The Effects of Music Therapy on recovery of consciousness and vital signs in post operative patient in the recovery room

  • 1Department of Nursing, Kwangju Health College, Korea.


The purpose
of this study was to demonstrate the effect of music therapy as a nursing intervention on changes in recovery of consciousness and vital signs for postoperative patients in the recovery room. The subject for this study were fifty three of postoperative patients who were transferred from the OR to the RR at Kwangju Christian Hospital in Kwangju City. Thirty of them were assigned to the experimental group, and twenty three, to the control group. The age of the subject was between twenty and sixty years of age. The subject had a general anesthesia without any special complications, and they were not completely awake . The data were collected for six months from July 1999 to February 2000. The method used was to compare the condition of the subjects in each group at the beginning and at certain times repeatedly. The features observed were the level of consciousness, the frequency of complaints of pain, and vital signs of the subject before and 15 minutes, 30 minutes, and 60 minutes after hearing their favorite music for 30 minutes. The results are as follows 1. The recovery of consciousness was revealed through significant changes in facial expression, facial color, and grip strength in the experimental group more strongly than in the control group.
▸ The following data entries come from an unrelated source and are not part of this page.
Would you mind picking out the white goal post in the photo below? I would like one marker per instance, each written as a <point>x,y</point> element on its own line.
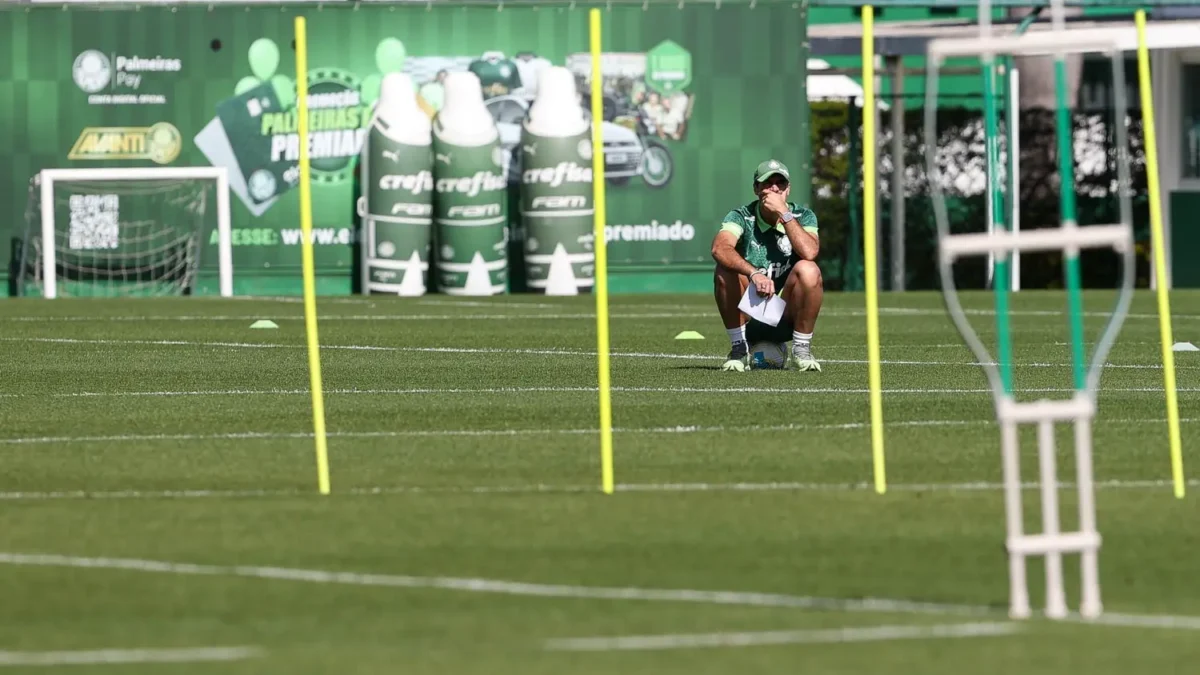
<point>220,175</point>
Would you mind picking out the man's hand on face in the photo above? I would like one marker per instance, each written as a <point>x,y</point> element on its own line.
<point>774,203</point>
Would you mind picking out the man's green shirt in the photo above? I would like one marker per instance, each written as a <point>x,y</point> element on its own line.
<point>763,245</point>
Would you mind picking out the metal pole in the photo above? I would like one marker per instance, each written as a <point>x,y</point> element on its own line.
<point>851,279</point>
<point>898,174</point>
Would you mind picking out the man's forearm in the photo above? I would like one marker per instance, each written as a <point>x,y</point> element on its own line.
<point>803,243</point>
<point>729,258</point>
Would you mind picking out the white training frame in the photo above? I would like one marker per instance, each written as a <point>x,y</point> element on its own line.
<point>220,175</point>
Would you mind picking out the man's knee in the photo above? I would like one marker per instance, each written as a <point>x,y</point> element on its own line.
<point>725,278</point>
<point>808,274</point>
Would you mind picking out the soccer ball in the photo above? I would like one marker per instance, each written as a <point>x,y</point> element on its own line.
<point>768,356</point>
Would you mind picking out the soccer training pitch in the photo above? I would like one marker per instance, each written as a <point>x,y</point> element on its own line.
<point>160,497</point>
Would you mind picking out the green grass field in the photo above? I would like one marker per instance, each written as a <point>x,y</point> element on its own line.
<point>159,491</point>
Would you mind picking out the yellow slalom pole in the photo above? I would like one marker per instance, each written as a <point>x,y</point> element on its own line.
<point>310,293</point>
<point>1156,227</point>
<point>873,302</point>
<point>601,249</point>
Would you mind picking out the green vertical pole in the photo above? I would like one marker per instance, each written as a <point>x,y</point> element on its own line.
<point>852,279</point>
<point>1067,209</point>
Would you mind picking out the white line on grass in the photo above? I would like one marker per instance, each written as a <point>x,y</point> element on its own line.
<point>977,487</point>
<point>892,312</point>
<point>474,585</point>
<point>95,657</point>
<point>491,390</point>
<point>834,635</point>
<point>455,432</point>
<point>525,351</point>
<point>497,586</point>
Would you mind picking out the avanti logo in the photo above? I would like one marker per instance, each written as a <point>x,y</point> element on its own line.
<point>160,143</point>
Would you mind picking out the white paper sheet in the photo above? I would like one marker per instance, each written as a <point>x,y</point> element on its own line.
<point>766,310</point>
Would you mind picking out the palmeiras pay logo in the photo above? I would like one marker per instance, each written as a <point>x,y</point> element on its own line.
<point>123,79</point>
<point>91,71</point>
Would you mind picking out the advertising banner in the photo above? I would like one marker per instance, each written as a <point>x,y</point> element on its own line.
<point>694,97</point>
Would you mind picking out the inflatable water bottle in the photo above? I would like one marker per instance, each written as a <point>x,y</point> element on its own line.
<point>397,184</point>
<point>556,189</point>
<point>471,213</point>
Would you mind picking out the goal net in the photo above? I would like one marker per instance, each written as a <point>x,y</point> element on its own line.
<point>124,232</point>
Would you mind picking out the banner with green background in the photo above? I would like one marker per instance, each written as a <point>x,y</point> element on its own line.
<point>694,99</point>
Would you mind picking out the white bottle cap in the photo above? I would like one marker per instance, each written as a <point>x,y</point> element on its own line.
<point>402,119</point>
<point>556,111</point>
<point>463,119</point>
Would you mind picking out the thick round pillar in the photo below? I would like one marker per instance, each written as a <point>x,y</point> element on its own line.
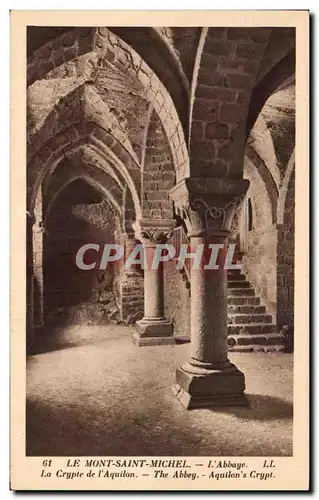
<point>209,307</point>
<point>153,328</point>
<point>208,379</point>
<point>153,286</point>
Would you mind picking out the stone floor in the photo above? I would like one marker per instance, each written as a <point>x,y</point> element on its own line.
<point>91,391</point>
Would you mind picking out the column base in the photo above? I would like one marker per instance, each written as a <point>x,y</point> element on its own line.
<point>153,332</point>
<point>210,388</point>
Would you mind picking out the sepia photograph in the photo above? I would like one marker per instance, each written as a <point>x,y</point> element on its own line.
<point>160,262</point>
No significant changes were shown in verbal order. The differences in recovery of consciousness in the pre-post music therapy between the two groups was not significant in verbal order, facial expression, or grip strength. However, significant changes were seen in facial color. 2. There were no significant differences between the two groups in changes in the frequency of pain complaints after music therapy. However, a significant difference was shown in the pre-post music therapy scres. 3. Vital signs did not show a significant difference between the two groups. However, the SPO2 of the experimental group was significantly elevated after 60 minutes. The difference pre-post to the music therapy in the vital signs between two groups was significant only in body temperature. This study showed that the effect of music therapy given to postoperative patients is that it promotes changes in facial expression, facial color, and grip strength helping recovery of consciousness, stabilizing vital signs, elevating levels of SPO2, and reducing complaints of pain. It is recommended that if the patient wants it music therapy be given right after surgery in the recovery room as a nursing intervention.